Mad Men

Mad Men Roundtable – “Beautiful Girls”


Don Draper is no stranger to the art of the Nooner, and he’s certainly enjoying the ones he’s having with Faye. His guard is down and he’s comfortable, much like he was with Rachel Menken back in season one. He can see this going somewhere. And he’s not married and desperate for escape (not the physical kind anyway) like he was when he was with Rachel. His happy workday came crashing down suddenly, not only with the death of Mrs. Blankenship, but with the arrival of Sally, who managed to hop a train from Westchester into the city and found a kind stranger to pay her fare and get her safely to Daddy’s office.
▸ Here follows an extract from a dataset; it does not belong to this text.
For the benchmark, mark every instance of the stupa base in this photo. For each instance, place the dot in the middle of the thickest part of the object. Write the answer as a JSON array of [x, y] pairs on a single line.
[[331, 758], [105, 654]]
Don was much more furious than worried, it seemed, and I saw many a message board buzzing with the 60s mantra that kids were “seen and not heard”. No one took Sally’s acting out as a sign something was wrong, just that she was some sort of troublemaker. By the time Don arrived home, Sally had Faye figured out (Sally: “She knew you had peanut butter; Don: “Everybody has peanut butter.”) and was well on her way to charming her father. I loved the scene where he was tucking her into bed. Their interaction was so sweet and genuine. When Sally asked to move in with Don, you could tell that part of him would have loved to have said yes. The era was a huge factor; such things simply weren’t done. The fact that his ex-wife is spoiled, vindictive emotional cripple has a lot to do with it, too. When Sally made Don french toast, covered in rum that she thought was Mrs. Butterworth’s (ha!), he was impressed. I thought it was an interesting touch that Sally slept in one of Don’s t-shirts and had to wear the same outfit the next day; she has no clothes at Dad’s, not even spare pjs. Other than bunk beds, is there anything at Don’s that belongs to the kids?